Malam hari menyambut datangnya tanggal 1 Muharam atau 10 September 2018 malam, masyarakat Desa Srigading, Kecamatan Sanden, Kabupaten Bantul, Daerah Istimewa Yogyakarta (DIY) menggelar prosesi Kirab Tumuruning Maheso Suro yang dimulai pukul 21.00 WIB.

Dikisahkan oleh Wahyu Widodo, tokoh masyrakat sekaligus Kepala Desa Srigading, dahulu warga Samas dilanda paceklik, dimana tanaman pertanian tidak bisa tumbuh subur. Warga desa selanjutnya memohon doa kepada Tuhan Yang Maha Esa.

Beberapa waktu kemudian, warga Samas dikejutkan dengan munculnya seekor kerbau berwarna hitam kelam. Kerbau itu oleh perangkat desa kemudian ditangkap dan dipelihara bersama kerbau-kerbau lokal.

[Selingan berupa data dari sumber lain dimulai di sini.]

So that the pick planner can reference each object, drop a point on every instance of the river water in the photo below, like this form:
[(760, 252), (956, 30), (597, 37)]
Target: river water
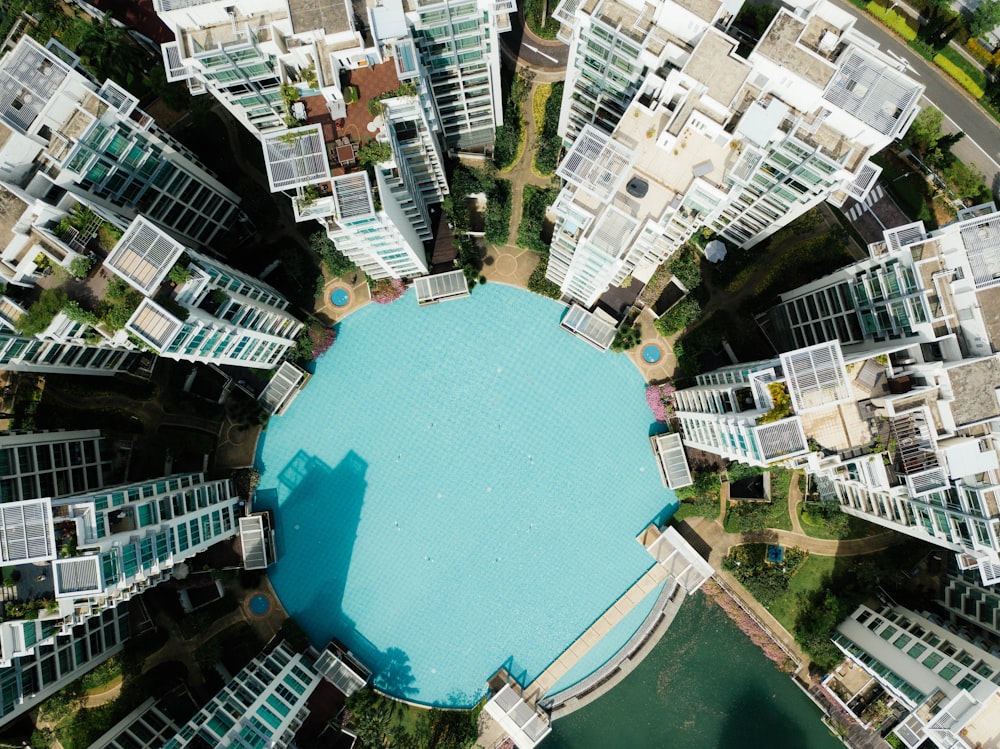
[(703, 686)]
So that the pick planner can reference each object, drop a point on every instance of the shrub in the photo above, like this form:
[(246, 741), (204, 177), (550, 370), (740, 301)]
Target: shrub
[(498, 210), (387, 290), (536, 201), (782, 404), (507, 140), (335, 261), (120, 301), (549, 144), (678, 317), (80, 266), (627, 336), (314, 341), (959, 75), (180, 274), (539, 284), (686, 266)]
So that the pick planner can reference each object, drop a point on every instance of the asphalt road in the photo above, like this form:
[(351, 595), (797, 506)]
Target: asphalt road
[(981, 145)]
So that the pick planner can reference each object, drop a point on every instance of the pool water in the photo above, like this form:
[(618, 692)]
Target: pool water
[(652, 353), (340, 297), (458, 489)]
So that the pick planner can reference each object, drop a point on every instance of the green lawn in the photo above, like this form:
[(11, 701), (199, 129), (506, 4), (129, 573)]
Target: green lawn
[(697, 510), (838, 527), (811, 576), (775, 514)]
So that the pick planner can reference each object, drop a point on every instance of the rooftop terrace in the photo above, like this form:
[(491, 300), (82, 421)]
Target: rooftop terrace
[(332, 16)]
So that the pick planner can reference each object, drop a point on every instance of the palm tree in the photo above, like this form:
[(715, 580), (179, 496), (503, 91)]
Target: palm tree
[(109, 51)]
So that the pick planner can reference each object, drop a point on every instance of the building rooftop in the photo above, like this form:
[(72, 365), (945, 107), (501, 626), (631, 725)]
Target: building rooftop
[(974, 384), (153, 324), (713, 64), (779, 44), (29, 78), (26, 532), (296, 157), (871, 91), (144, 256), (332, 16)]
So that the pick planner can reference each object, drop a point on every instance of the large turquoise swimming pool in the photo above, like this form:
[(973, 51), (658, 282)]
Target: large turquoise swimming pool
[(459, 488)]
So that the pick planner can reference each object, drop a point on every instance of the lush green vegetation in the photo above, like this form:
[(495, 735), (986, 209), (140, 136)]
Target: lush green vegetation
[(409, 88), (678, 317), (686, 266), (539, 284), (835, 593), (827, 521), (102, 676), (548, 144), (39, 315), (381, 722), (335, 261), (509, 139), (628, 336), (700, 499), (534, 204), (538, 16), (499, 204), (79, 267), (314, 341), (120, 301), (895, 21), (764, 580), (742, 517)]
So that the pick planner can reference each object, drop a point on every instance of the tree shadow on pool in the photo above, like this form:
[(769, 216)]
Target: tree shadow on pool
[(315, 491)]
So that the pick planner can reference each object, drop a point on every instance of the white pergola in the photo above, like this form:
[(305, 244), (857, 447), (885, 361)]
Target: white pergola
[(515, 716), (671, 460)]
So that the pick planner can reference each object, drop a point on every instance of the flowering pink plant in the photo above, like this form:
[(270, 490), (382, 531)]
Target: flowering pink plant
[(321, 339), (660, 399), (388, 290), (749, 626)]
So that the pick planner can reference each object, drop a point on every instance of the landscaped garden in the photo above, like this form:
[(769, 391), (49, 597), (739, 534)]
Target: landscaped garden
[(744, 516)]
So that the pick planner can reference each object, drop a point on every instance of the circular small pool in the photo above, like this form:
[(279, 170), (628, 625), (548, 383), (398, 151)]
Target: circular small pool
[(259, 604), (340, 297)]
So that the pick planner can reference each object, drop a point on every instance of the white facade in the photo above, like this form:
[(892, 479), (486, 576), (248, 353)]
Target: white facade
[(217, 315), (948, 685), (106, 548), (615, 44), (52, 464), (58, 659), (263, 705), (713, 141)]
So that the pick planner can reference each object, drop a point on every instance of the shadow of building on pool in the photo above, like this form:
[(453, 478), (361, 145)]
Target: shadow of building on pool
[(315, 490)]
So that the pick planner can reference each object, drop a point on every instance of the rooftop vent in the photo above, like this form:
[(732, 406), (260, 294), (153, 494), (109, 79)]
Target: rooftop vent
[(637, 187)]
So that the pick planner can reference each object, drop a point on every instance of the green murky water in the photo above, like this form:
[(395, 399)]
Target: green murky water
[(704, 686)]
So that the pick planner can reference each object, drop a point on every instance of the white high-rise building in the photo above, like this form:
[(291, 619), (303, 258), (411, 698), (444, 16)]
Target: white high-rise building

Anehnya, setiap kali kerbau itu merusak sawah ladang yang dilewatinya, tanaman di atas tanah-tanah itu justru tumbuh subur. Dan setelah beranak pinak beberapa kali, kerbau Mahesa yang muncul pertama kali di Bulan Suro itu lantas menghilang entah kemana.

Karena itu, masyarakat Samas, Srigading selalu mengenang datangnya kerbau hitam tersebut dengan menggelar ritual Kirab Tumuruning Maheso Suro sejak tahun 1910, atau 108 tahun silam.

“Masyarakat Pantai Samas, memperingati tumuruning Mahesa Suro sebagai lambang kemakmuran,” katanya, Senin (10/9/2018) malam.

Prosesi kirab tumuruning Maheso Suro ini diawali dari rumah Dwi Raharjo, tokoh masyarakat setempat. Umba rampe berupa kerbau, jodang yang berisi aneka makanan (tumpeng) dan buah-buahan, gunungan yang berisi hasil bumi, dikirab menuju Pantai Samas yang berjarak 1 kilometer.

Setelah tiba di Pantai Samas, uba rampe yang dikirap warga didoakan oleh empat kaum rois yakni mbah Kamijan, Kaspio, Jumbido, dan Suryo Sugito. Mereka melakukaan doa dengan membakar kemenyan.

Bau khas kemenyan langsung menyebar dilokasi berlangsungnya ritual Mahesa Suro.

Usai didoakan, uba rambe berupa gunungan dan makanan diperbutkan warga, sedangkan kerbau mahesa suro dilarung ke laut.

Meski acara ini digelar setiap tahun, namun demikian ratusan warga tetap antusias menyaksikan ritual mahesa suro.